Shilique Calhoun on MSU's defense: 'We can be as good as we want to be.' (Jonathan Daniel / Getty Images)
East Lansing – Michigan State defensive end Shilique Calhoun has never been one to hold back his feelings.
The boisterous sophomore is not only good at making plays, he's as comfortable as any when it comes to talking about the game, and more specifically, Michigan State's defense.
Already the No. 1 unit in the nation, Calhoun is convinced there is plenty more ahead for the MSU defenders.
"We haven't reached our potential yet, but we have the opportunity to get there," he said. "We just have to take the coaching and understand it."
And what happens if the Spartans reach that potential?
"That is a scary sight," Calhoun said. "I feel like … I can't even explain it. It might be zero rushing yards and the passing yards would be zero, also. If we do what we need to do, there is not team that can beat us on defense. No team can beat us on defense."
While the prediction of zero offensive output is a bit of an exaggeration, Calhoun isn't far off when it comes to there being many teams that can solve the Michigan State defense. Even in Michigan State's one loss – a 17-13 setback at Notre Dame – the Irish picked up seven of their 12 first downs by penalty and were held to their lowest amount of total yards since head coach Brian Kelly took over.
Indiana has done the best job at solving the Spartans, but two of the Hoosiers' scores in last week's game were set up by turnovers deep in Michigan State territory.
"We can be as good as we want to be," said Calhoun, who has 5.5 tackles for loss, three sacks and 13 quarterback hurries. "The sky is the limit for us, the sky is the limit for anyone and if feel like we have a very good opportunity this year. We have a lot of older guys that are leading us with a couple of younger guys out there."

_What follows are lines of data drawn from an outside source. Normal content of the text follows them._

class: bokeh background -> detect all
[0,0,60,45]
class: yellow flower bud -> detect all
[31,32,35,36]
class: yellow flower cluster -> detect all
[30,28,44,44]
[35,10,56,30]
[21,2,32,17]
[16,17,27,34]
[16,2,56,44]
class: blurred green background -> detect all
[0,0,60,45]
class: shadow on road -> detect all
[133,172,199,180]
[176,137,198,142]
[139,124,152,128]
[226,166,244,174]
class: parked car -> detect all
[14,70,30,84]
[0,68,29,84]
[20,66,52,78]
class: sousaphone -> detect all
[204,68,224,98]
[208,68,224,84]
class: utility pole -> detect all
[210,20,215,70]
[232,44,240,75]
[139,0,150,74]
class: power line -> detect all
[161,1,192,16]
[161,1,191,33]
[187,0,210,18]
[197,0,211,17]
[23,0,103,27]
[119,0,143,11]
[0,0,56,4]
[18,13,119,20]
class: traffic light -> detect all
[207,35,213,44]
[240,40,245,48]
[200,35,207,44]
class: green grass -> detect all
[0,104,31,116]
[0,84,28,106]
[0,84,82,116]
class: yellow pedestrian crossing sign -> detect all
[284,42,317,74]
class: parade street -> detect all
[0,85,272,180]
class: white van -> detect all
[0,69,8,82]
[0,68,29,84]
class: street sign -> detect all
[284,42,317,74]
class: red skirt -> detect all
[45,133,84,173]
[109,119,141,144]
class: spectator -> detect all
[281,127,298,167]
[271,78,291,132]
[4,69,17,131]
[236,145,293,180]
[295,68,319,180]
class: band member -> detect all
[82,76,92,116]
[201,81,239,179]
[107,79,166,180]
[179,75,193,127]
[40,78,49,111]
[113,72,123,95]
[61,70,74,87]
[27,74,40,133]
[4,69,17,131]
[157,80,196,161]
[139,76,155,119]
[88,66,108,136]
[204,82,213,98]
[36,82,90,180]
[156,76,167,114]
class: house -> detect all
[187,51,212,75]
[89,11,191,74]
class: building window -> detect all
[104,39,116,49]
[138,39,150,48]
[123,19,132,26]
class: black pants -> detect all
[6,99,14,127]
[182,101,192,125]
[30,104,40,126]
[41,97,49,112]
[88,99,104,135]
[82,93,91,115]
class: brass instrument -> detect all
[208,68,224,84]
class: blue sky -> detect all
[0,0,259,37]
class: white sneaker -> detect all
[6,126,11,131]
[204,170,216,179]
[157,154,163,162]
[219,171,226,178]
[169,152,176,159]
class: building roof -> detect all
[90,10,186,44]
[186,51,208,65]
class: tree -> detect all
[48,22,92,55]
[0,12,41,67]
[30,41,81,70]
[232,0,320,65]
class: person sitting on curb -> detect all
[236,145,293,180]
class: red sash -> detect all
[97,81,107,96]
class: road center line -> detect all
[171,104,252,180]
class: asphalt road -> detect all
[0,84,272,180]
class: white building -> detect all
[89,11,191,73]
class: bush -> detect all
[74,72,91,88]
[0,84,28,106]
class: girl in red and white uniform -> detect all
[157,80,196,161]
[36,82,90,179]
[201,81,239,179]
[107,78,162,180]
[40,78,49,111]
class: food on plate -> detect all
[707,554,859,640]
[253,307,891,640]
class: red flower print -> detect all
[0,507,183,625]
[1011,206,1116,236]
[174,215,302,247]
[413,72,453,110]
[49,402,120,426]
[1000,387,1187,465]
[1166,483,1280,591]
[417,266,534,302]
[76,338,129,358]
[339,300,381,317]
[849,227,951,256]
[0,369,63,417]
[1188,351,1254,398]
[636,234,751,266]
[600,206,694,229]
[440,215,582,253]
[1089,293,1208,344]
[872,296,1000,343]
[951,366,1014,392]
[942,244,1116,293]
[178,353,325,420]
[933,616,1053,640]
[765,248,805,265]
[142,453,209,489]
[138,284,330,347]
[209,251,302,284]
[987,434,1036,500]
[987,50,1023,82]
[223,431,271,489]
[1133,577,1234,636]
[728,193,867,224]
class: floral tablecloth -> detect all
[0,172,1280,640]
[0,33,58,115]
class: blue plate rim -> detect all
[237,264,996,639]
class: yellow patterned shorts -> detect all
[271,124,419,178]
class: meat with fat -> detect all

One younger guy that appears close to getting back on field is sophomore Lawrence Thomas. He was moved from fullback to defensive tackle in the spring but has been out with an injury until the past week or two. Thomas has been moved to defensive end and coach Mark Dantonio said this week he hopes Thomas will play this week against Purdue.
Calhoun is excited to get Thomas back on the field.
"I love having him back, he's one of my brothers," Calhoun said. "I have a strong vibe with him whenever we're on the field together. He's a big guy who's 290 pounds but plays like he's 240. He's fast off the ball and good with his hands. Having him back gives us an extra boost. He's part of my class and it's a nasty duo when we are on the field together."
Thomas admitted it was tough sitting out but never questioned he get his chance, and he's ready to prove it.
"I can do a lot," Thomas said. "I can help create more havoc in the backfield, get more sacks. We are a good defense, and I feel like I'm another piece added to the puzzle."
Punt return issues
Michigan State has had its issues returning punts. Andre Sims Jr. had a fumble early in the season that led to a score and Macgarrett Kings Jr. has fumbled in each of the past two weeks. Against Indiana, his fumble led to a Hoosiers' touchdown.
While Kings has provided some spark to the return game, securing the ball is the primary goal at this point of the season.
"It's partially harping on technique and focusing on every single play," special teams coordinator Mike Tressel said. "Especially with a young kid. You need to have quiet feet, you need to be technically sound and camp under that football every single time.
"But we're trying to do more things in terms of having people run down on them as they are catching the ball and forcing them to run the gauntlet, different things to put more stress in their lives. It really comes down to, Macgarrett has plenty of skill where he should never have to be catching the ball (high). That's not having attention to detail every rep. Once he understands that, he'll be better off."
Tressel said defensive back Darqueze Dennard works periodically in practice returning punts but the position he plays makes it hard.
"You get tired going from corner and pressing guys man to man," Tressel said. "That's a lot of running. We don't want a guy back there huffing and puffing and the return comes after the defense has a stop and he probably just covered three straight go routes. We have to consider that."